Washington/Cleveland. .

Bei einem Nachbarn setzte Amanda den Notruf ab, an den man sich in der Polizeleitstelle der Autostadt Cleveland am Lake Erie noch lange erinnern wird. „Helfen Sie mir, ich bin Amanda Berry... ich bin entführt worden und werde seit zehn Jahren vermisst... ich bin hier... ich bin jetzt frei... ich brauche Sie jetzt, weil er zurückkommt!“

Die Sondereinsatzkräfte fackelten nicht lange. Als sie nach wenigen Minuten das Haus Nr. 2207 stürmten, fanden sie Georgina DeJesus und Michelle Knight, die beiden anderen vermissten Frauen. Allen drei Opfern geht es körperlich vergleichsweise gut. Dr. Gerald Maloney vom Metro Health Medical Center hat die Entführten un­tersucht. Über das Ausmaß der seelischen Verheerungen wollte der Mediziner nicht spekulieren.

Der Fall ruft Erinnerungen wach an die Entführung von Natascha Kampusch. Die Österreicherin wurde acht Jahre von ihrem Entführer Wolfgang Priklopil festgehalten, bevor sie sich im Alter von 18 Jahren 2006 befreien konnte.

In Cleveland fängt die Arbeit der Ermittler jetzt erst richtig an. Der zuständige FBI-Fahnder Steven Anthony verweigerte gestern bei ei­ner Pressekonferenz in Cle­veland sämtliche Spekulationen über Entstehung und Werdegang der Gefangenschaft. Man werde „noch Wochen benötigen, um die Ereignisse rekonstruieren zu können“. Das FBI räumte aber ein, Castro sei 2004 „ausführlich befragt“ worden, nachdem er ein Kind in einem Schulbus zurückgelassen habe. Die drei Frauen seien in dem Haus nicht bemerkt worden.

Was man heute weiß: Amanda Berry identifizierte Ariel Castro als ihren Peiniger. Wenig später wurde dieser an einem Schnellrestaurant festgenommen. Die Medien stellen viele Fragen: Wie konnte das Martyrium der Frauen so lange unbemerkt bleiben? Haben Nachbarn nie ein Kind bemerkt? Hatten die Frauen das Stockholm-Syndrom? Eine bei Entführungen immer wieder festgestellte Erscheinung, bei der die Opfer sich mit den Tätern identifizieren. Die Vernehmungen sollen in den nächsten Wochen Klarheit bringen.

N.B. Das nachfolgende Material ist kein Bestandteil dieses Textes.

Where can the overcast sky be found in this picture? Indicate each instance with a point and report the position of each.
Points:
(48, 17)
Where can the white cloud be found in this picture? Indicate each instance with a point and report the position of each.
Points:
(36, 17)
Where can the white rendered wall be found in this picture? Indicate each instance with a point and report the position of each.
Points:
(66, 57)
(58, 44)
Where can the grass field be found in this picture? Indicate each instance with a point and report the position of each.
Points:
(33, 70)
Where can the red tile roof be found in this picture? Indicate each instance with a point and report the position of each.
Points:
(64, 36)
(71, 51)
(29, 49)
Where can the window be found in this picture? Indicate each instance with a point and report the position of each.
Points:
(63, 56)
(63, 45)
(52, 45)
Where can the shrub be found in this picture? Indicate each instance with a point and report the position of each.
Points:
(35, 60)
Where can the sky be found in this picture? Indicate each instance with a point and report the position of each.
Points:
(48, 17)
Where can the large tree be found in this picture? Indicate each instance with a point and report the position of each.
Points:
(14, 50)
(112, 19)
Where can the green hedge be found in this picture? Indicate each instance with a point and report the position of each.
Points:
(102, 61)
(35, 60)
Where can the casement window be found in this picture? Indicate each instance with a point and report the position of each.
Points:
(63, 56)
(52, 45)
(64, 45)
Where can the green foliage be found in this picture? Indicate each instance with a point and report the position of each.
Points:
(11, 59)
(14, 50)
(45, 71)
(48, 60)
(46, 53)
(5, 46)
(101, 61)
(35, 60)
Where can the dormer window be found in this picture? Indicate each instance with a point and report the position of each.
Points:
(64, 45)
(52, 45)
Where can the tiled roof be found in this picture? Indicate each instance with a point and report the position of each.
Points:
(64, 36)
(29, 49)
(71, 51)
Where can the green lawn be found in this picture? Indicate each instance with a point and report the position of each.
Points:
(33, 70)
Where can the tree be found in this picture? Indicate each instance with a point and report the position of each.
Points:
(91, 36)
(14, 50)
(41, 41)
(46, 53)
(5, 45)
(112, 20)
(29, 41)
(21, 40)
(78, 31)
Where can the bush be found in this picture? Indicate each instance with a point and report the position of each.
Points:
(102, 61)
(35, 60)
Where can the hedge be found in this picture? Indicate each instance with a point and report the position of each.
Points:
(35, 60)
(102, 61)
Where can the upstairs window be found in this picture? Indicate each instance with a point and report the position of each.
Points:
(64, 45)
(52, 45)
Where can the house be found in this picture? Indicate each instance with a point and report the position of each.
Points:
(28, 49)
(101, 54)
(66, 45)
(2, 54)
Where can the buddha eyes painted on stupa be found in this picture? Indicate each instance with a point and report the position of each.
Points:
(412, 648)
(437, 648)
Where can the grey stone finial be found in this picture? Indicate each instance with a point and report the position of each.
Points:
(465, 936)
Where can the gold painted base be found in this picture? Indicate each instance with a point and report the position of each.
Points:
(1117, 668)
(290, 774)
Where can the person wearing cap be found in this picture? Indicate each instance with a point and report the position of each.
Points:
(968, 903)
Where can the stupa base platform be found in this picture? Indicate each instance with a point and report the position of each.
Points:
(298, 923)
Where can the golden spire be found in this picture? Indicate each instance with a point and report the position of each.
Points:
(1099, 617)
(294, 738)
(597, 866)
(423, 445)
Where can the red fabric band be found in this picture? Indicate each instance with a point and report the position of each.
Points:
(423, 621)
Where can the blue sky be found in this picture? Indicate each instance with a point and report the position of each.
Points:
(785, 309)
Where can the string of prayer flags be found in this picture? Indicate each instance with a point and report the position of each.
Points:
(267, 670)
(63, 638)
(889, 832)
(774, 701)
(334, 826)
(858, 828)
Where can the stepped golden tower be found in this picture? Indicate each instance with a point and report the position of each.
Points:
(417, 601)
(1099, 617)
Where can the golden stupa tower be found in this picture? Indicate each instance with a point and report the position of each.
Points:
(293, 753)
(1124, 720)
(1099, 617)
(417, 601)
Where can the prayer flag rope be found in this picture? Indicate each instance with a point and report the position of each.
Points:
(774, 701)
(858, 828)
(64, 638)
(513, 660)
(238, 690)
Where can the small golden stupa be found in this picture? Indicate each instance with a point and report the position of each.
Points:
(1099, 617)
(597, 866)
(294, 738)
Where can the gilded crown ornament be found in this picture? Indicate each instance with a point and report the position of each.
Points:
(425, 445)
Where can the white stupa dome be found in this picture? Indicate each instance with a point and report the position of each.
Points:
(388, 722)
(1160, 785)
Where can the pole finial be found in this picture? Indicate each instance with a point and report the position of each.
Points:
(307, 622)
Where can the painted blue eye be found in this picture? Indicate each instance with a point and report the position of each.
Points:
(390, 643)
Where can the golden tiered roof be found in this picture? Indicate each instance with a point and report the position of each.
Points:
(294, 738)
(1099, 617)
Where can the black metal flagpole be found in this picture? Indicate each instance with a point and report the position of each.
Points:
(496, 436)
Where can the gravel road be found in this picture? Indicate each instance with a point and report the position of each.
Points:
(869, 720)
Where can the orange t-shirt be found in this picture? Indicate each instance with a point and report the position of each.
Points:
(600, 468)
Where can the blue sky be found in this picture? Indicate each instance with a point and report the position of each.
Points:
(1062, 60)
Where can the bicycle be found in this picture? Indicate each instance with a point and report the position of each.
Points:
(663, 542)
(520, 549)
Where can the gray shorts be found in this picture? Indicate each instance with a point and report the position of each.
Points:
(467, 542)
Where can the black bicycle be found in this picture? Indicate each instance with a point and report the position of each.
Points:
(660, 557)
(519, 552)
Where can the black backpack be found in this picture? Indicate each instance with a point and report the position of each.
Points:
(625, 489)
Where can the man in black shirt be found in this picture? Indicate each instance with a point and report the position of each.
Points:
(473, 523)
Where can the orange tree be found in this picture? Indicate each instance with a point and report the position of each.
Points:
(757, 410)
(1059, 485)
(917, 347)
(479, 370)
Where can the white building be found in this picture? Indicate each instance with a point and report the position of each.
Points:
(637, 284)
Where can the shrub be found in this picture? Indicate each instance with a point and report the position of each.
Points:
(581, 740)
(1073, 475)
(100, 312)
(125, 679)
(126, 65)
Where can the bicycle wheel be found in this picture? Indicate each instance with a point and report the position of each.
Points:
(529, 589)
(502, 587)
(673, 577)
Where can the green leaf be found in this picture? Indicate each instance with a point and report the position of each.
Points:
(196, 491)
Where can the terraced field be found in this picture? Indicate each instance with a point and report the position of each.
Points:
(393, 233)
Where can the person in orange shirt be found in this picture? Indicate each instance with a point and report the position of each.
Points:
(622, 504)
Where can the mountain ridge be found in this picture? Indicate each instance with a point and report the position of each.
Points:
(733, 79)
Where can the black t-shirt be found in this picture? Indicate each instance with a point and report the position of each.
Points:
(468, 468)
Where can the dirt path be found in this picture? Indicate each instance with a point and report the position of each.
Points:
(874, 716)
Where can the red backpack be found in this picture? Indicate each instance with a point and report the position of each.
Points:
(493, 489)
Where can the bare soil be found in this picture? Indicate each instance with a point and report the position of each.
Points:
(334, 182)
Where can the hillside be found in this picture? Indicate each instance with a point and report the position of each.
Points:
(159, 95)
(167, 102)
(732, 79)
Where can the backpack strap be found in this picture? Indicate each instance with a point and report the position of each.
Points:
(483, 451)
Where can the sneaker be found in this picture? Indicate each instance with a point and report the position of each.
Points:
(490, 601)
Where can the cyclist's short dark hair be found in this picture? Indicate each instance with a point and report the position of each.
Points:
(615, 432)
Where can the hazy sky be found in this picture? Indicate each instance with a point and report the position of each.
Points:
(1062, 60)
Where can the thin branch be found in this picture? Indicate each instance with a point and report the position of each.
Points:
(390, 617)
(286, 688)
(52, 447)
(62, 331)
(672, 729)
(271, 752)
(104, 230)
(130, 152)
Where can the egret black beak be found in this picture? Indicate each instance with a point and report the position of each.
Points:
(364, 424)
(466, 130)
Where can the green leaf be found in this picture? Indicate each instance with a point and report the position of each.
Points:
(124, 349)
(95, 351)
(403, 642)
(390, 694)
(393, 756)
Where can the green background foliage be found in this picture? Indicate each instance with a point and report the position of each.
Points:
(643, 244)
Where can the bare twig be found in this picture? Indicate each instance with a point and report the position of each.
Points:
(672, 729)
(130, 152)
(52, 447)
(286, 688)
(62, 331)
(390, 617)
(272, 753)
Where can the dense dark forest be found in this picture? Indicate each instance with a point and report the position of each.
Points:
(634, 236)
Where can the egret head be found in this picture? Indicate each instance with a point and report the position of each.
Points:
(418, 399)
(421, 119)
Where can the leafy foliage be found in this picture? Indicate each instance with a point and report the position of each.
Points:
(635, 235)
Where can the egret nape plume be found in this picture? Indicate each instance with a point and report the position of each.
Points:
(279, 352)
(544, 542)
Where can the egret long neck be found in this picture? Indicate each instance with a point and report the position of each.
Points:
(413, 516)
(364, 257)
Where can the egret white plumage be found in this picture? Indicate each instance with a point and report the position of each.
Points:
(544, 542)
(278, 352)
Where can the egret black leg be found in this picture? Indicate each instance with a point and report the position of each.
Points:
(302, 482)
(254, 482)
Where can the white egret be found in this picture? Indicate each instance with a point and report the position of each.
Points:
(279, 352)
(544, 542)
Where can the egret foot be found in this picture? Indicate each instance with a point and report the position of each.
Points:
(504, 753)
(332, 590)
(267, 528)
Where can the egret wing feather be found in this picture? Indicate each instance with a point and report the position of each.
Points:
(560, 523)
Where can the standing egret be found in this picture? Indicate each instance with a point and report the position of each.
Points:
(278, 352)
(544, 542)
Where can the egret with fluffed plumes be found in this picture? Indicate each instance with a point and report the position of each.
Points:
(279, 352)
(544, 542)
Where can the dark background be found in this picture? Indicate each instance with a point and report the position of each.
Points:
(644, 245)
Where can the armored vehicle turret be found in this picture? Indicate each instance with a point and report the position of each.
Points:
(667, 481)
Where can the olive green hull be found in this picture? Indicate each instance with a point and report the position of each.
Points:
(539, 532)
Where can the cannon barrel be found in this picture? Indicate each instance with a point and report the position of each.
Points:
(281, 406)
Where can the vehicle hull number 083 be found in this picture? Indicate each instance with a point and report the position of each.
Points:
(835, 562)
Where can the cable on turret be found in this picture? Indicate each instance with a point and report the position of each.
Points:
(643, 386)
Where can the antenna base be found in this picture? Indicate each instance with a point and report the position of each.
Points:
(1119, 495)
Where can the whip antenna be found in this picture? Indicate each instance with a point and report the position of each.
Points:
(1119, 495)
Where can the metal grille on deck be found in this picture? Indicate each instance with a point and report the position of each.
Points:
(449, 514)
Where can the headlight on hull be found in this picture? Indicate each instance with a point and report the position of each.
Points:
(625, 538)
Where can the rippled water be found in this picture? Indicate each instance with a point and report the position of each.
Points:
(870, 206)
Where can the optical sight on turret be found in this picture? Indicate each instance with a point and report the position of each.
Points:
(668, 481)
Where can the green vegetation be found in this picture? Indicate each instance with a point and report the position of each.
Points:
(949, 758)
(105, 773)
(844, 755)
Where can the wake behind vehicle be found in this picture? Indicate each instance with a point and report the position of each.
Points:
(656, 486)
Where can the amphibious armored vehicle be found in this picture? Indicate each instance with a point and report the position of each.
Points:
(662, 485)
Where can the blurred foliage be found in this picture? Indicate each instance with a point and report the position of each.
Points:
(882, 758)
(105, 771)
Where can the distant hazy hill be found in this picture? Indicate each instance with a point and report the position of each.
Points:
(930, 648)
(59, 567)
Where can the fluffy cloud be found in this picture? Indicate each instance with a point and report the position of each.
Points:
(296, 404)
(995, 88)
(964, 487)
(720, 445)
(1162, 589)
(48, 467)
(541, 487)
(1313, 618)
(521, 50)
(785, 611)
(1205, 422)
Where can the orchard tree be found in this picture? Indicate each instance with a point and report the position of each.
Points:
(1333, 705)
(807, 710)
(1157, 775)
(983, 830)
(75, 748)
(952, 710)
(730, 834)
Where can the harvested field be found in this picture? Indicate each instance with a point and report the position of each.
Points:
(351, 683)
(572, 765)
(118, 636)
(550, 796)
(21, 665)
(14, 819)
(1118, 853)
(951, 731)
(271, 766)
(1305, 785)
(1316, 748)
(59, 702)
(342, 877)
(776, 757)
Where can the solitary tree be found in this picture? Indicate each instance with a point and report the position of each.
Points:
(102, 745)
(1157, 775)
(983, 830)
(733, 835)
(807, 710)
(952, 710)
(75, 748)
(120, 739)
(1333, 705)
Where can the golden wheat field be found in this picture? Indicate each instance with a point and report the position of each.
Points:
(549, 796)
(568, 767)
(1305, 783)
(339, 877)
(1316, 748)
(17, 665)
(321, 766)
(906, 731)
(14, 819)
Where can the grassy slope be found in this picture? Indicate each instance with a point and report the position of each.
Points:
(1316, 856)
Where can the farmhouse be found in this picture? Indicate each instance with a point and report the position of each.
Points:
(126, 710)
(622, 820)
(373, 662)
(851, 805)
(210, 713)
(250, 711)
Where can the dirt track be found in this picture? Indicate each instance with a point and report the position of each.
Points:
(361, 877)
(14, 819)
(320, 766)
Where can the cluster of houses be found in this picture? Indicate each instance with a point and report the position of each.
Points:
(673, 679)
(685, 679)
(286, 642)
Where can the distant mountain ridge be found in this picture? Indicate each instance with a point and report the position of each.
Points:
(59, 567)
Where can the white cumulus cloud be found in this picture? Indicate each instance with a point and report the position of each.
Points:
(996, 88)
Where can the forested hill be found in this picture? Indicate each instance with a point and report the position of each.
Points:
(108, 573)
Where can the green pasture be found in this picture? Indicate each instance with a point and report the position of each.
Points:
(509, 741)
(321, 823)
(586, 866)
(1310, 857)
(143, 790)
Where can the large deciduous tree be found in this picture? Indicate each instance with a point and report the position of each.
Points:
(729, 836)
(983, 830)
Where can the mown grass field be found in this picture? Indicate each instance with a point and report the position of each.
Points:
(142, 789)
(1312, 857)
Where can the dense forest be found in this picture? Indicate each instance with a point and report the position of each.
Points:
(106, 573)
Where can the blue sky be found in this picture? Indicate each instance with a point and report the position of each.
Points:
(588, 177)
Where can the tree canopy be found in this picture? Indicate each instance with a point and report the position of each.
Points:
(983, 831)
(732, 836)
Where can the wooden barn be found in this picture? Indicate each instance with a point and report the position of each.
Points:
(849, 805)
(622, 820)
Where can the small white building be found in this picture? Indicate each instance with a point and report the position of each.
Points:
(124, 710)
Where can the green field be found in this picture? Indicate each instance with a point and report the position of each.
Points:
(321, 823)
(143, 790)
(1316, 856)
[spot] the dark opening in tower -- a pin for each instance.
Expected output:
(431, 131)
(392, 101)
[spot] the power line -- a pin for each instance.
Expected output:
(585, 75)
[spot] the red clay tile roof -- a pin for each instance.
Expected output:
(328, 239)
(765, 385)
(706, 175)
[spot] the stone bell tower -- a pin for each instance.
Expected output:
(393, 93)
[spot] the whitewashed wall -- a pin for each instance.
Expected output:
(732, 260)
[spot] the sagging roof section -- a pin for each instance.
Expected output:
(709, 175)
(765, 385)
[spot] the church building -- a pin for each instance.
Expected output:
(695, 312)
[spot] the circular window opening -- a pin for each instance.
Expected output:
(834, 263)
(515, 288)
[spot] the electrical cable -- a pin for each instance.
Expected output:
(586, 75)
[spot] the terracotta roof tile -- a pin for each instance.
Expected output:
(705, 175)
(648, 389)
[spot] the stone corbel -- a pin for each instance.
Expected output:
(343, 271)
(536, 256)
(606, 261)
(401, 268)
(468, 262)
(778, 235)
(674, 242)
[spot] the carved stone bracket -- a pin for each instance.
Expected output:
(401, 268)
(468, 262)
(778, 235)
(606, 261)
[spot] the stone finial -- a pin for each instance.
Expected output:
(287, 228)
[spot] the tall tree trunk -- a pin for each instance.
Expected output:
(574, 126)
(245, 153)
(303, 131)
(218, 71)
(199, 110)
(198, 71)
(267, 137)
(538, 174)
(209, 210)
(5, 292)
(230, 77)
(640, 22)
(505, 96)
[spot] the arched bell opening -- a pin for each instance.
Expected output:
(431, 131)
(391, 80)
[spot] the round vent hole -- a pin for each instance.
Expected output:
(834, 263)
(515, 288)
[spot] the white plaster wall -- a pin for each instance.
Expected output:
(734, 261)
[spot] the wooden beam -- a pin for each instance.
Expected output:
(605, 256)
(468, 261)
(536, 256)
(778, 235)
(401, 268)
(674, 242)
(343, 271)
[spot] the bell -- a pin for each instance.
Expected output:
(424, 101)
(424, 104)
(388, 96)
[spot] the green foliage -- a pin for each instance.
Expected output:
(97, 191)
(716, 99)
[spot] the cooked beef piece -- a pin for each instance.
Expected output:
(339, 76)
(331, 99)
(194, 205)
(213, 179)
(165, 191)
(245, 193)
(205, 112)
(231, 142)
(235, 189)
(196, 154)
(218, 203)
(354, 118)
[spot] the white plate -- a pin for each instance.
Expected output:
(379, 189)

Castros Nachbar Charles Ramsey sagte Dutzenden von Fernsehreportern immer wieder den gleichen Satz: „Ich hatte nie auch nur die leiseste Ahnung.“ Er beschreibt den 52-Jährigen als unauffälligen, wortkargen Zeitgenossen. „Wir haben zusammen gegrillt und Bier getrunken. Dass Frauen im Haus waren, habe ich nicht gewusst.“

Dabei waren die Vermissten im Bewusstsein vieler Menschen in der meist von hispanisch-stämmigen Einwanderern bewohnten Gegend. Jennifer Picart, die mit Amanda Berry bis zuletzt bei Burger King gearbeitet hatte, sagte dem TV-Sender WEWS unter Tränen, dass „viele Freunde über Jahre Kerzen aufgestellt und gebetet haben“. Zuletzt hatte der Fall im Januar Schlagzeilen ausgelöst. Robert Wolford, ein Häftling, war zu viereinhalb weiteren Jahren verurteilt worden. Er hatte der Polizei irreführende Hinweise auf den Ort gegeben, an dem angeblich Amanda Berrys Leiche vergraben worden sein soll.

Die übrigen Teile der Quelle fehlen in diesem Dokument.